We look at back at the Free Press this week 100 years ago, in 1918
Labourer David Norris was charged with stealing six £1 notes from Private W H Hooten, a fellow agricultural worker, while residing in Holbeach Marsh.
J W Machin, an engine driver, of Holbeach Marsh, spoke as to the accused’s mysterious movements.
He was seen to leave the path and go to some bushes and on examination being made by the foreman, Leedle, a note case belonging to Hooten was found underneath some recently disturbed earth.
John Machin, 15, who resided with his parents, had corroberative evidence.
It transpired the men had been in the habit of playing ‘banker’ for such stakes as 20s at a time and as much as £4 to £5 had been won and lost in a night.
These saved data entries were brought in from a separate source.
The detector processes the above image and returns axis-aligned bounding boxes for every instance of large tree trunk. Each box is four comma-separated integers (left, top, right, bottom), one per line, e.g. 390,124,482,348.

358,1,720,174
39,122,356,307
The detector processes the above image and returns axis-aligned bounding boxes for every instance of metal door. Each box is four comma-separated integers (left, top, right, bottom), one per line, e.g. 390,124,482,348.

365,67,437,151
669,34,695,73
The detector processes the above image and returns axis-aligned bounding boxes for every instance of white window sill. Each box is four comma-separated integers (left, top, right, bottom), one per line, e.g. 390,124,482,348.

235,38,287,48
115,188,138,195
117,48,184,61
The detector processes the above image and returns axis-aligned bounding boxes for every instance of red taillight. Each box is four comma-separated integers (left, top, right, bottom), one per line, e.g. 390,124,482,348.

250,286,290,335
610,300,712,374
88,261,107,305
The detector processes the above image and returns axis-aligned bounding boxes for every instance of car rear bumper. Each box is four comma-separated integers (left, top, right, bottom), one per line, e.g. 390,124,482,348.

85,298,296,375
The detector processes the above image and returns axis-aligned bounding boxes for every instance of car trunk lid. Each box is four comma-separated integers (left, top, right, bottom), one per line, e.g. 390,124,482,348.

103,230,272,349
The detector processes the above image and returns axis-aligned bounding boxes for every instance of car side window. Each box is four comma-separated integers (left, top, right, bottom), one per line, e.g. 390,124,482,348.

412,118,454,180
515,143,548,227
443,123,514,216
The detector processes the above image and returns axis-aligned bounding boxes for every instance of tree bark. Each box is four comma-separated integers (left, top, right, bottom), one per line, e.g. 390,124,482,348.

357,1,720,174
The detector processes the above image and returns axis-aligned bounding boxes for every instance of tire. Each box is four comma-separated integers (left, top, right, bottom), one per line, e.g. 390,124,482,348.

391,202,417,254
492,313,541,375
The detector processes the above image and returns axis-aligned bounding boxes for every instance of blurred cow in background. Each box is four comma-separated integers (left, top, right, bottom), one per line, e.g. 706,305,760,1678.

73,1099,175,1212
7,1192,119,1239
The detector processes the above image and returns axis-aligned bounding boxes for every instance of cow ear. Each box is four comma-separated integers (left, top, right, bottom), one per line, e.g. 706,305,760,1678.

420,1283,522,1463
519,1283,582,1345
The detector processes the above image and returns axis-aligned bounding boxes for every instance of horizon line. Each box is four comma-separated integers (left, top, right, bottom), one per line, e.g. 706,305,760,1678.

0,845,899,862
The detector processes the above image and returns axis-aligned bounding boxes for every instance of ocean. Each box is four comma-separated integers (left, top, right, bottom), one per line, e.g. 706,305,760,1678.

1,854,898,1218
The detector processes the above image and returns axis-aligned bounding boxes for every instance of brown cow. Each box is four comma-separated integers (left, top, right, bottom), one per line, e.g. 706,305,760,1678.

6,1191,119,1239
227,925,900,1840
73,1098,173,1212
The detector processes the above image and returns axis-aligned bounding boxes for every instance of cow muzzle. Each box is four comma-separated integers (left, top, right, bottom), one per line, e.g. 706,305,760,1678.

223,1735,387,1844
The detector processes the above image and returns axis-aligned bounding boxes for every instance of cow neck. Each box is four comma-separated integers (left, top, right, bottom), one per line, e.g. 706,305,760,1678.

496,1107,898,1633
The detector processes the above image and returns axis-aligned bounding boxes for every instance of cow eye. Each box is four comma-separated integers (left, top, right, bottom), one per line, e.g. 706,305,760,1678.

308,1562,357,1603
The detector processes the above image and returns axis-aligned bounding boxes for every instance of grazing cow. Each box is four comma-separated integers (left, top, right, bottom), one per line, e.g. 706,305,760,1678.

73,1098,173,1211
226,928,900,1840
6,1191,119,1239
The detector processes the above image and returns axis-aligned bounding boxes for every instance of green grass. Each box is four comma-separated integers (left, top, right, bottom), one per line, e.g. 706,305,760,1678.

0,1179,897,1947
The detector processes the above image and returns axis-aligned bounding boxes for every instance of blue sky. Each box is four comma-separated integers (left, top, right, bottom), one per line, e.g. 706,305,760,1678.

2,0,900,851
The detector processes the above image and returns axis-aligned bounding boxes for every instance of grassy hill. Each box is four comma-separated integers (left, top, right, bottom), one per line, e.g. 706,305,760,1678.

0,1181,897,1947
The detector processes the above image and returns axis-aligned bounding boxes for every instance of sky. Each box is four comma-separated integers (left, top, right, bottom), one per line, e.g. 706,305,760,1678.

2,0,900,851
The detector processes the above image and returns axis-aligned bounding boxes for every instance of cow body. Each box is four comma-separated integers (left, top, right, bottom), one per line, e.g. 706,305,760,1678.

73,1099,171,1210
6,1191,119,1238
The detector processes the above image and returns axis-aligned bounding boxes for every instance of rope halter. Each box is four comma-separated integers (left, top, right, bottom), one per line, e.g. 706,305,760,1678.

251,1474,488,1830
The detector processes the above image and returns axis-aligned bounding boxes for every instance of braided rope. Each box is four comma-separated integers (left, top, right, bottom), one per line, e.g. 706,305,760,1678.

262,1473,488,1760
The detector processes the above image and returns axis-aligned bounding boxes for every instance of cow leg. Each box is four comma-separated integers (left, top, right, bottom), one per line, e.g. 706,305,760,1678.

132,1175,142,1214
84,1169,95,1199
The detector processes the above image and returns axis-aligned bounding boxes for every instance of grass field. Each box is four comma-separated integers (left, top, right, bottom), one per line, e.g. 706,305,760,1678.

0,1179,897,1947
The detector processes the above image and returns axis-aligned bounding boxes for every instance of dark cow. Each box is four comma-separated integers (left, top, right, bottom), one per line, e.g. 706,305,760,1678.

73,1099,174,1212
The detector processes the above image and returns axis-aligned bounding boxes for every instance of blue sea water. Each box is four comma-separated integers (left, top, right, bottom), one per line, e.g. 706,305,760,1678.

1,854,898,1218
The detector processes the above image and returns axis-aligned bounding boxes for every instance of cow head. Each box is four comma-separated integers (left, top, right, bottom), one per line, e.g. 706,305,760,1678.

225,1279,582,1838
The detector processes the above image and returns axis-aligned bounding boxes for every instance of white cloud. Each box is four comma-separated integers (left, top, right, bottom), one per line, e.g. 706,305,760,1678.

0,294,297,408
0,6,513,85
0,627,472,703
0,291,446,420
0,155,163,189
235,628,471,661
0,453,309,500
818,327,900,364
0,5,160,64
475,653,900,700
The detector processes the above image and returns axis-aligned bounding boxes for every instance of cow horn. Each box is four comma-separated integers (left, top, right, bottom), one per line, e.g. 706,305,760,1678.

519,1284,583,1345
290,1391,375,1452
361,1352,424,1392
The accused - who pleaded not guilty - elected to be tried at the Quarter Sessions to be held in Spalding the following month, bail being allowed himself of £50 and one surety of £50 or two of £25.
Accused’s brother, who had come from Horncastle as soon as he heard his brother was in trouble, volunteered to stand surety and he was heard to say he could not understand his brother being in the position he was having left a good home and never been in trouble before.
Norris was permitted to leave the court under bail conditions, to be notified of the upcoming trial at the Sessions House, in Spalding’s Sheep Market, to be held some time in April.